Welcome back to another piece in our several thousand volume series, Doktor Paimon’s Leftover Meds. Once a week (or more, if I feel like it) I’m going to hit random on my phone and review the first album to come up in my not-inconsiderable collection of varied music ranging from total crap to beloved crap to things I’m a little bit pissed nobody else has listened to.
The Jesus and Mary Chain
Feedback is the name of the game with The Jesus and Mary Chain’s first release. By “feedback” I don’t mean dirty tone, a hot amp, or sloppy production. This isn’t the fuzz of stoner metal. On Psychocandy, The Jesus and Mary Chain assault you with a wall of abrasive, flensing, overwhelming pop-and-crack that could render livestock barren and make Trent Reznor ask if maybe its all a bit too much. Its everywhere, on everything. The album is downright uncomfortable in headphones at even reasonable volumes.

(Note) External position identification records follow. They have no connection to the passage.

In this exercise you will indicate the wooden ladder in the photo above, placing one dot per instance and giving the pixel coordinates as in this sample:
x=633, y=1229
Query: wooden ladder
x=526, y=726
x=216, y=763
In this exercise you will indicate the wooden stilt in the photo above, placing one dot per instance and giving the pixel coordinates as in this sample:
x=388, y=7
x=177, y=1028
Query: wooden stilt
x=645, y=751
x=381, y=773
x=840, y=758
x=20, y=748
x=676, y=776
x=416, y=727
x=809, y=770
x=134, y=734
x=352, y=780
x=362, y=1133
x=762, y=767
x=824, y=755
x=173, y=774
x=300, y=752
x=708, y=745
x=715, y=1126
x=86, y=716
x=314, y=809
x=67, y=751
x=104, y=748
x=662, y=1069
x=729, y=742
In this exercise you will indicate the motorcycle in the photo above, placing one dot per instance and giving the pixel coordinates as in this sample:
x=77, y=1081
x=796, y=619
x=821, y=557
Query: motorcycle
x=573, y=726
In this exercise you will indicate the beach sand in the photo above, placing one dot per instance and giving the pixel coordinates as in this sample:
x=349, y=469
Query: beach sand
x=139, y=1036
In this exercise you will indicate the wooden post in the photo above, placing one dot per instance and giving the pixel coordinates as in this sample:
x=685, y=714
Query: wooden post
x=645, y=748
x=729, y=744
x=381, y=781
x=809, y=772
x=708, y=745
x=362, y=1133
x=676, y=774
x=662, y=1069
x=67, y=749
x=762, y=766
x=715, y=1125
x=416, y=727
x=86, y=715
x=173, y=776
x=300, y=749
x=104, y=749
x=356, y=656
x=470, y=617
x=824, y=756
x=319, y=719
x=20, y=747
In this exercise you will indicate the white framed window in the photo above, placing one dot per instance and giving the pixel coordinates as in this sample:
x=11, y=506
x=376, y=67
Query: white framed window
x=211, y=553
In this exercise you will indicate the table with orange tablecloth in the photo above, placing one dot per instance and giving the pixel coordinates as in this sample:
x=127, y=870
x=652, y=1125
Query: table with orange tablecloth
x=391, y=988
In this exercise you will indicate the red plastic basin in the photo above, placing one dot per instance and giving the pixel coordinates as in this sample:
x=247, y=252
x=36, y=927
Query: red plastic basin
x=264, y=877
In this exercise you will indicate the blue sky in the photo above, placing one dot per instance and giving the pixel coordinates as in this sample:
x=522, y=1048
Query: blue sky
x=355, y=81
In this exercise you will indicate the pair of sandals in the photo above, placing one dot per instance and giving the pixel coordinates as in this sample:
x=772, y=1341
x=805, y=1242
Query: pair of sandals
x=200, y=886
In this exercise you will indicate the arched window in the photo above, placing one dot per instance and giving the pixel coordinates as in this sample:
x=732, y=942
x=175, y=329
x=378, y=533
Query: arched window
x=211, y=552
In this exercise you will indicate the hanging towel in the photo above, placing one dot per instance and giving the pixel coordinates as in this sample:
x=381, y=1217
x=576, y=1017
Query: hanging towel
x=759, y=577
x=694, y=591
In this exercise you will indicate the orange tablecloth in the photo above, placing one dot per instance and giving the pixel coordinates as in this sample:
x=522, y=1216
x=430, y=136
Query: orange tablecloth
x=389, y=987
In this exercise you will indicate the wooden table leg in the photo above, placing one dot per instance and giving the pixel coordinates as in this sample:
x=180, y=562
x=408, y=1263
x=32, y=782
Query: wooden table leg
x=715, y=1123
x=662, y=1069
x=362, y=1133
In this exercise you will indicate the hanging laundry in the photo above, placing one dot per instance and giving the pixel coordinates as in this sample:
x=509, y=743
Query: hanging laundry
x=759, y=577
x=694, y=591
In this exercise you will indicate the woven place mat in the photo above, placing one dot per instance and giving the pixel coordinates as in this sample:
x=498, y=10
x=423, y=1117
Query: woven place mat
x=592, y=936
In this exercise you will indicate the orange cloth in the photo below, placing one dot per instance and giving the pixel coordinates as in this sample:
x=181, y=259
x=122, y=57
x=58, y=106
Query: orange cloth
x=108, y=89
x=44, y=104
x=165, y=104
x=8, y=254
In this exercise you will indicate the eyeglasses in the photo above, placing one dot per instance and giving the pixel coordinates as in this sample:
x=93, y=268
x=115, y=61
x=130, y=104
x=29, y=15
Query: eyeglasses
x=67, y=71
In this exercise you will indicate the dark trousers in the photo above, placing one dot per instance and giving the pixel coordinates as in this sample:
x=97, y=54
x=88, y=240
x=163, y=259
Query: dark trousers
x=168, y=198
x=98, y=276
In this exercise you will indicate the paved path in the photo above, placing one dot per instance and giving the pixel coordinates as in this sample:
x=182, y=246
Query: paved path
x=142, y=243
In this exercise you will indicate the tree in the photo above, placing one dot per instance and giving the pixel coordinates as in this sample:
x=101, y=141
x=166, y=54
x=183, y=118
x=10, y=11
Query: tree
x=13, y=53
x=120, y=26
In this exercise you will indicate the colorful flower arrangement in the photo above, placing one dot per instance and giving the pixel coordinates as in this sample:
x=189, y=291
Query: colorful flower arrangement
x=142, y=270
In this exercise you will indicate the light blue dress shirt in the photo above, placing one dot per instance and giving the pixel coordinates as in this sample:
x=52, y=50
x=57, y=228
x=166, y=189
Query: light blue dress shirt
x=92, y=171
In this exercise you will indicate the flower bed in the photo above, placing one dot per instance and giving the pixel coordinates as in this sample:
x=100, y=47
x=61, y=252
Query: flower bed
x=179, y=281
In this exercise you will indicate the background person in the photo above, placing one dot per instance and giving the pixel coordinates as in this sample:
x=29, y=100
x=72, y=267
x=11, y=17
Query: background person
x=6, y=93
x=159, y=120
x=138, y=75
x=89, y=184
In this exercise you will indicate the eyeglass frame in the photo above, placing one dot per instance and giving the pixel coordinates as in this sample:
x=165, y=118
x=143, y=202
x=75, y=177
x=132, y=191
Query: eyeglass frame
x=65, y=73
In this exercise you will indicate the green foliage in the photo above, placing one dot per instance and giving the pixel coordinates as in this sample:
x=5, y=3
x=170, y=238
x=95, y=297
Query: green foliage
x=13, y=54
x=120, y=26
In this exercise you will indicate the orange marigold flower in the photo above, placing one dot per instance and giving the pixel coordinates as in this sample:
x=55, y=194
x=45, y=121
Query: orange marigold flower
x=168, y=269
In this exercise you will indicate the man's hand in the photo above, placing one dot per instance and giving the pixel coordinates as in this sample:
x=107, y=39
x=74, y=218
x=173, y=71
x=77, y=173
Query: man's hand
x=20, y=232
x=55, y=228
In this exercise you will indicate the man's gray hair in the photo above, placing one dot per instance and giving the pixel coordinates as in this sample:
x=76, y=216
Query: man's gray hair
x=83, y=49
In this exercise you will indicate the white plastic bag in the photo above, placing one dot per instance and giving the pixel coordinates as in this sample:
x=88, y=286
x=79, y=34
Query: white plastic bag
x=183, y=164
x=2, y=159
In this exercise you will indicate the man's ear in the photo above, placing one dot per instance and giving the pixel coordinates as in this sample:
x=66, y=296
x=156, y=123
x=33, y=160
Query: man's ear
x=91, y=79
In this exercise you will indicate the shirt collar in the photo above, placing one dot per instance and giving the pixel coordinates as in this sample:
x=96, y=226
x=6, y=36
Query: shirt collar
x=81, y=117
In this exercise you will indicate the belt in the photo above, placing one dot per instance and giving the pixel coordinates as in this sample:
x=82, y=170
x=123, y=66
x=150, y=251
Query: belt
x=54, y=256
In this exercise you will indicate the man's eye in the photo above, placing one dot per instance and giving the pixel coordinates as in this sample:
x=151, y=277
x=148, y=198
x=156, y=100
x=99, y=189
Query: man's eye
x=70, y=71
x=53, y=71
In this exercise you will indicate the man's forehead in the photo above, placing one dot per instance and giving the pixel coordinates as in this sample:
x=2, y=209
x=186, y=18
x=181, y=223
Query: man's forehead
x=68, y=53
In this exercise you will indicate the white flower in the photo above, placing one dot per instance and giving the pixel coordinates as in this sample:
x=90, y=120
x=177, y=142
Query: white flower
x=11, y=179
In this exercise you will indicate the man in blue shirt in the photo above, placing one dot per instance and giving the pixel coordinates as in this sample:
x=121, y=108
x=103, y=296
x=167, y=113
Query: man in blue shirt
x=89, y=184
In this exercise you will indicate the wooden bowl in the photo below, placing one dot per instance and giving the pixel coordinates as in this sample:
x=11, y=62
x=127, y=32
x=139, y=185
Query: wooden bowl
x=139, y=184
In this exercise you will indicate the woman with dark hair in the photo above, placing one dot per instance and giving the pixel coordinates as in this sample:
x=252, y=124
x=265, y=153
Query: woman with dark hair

Oddly enough, The Jesus and Mary Chain push well-constructed 80's guitar pop fare through this aural assault filter. The disparity is revolutionary and challenging enough to remain engaging for the shade over 43 minutes this album takes to run its course, but the end result becomes an album that’s widely considered a classic but which I think would have been better if a bit more discipline had been employed. The problem, to my mind, is that someone in the band was a little ashamed of being too close to a pop act and not confident enough in the power of their work to subvert that aesthetic. The Jesus and Mary Chain are writing good songs and William Reid is pumping out consistently interesting licks underneath the sandpaper, playing with interesting ideas that would be expanded on Darklands, their next release.
Bottom Line:Psychocandy is interesting but The Jesus and Mary Chain got better fast.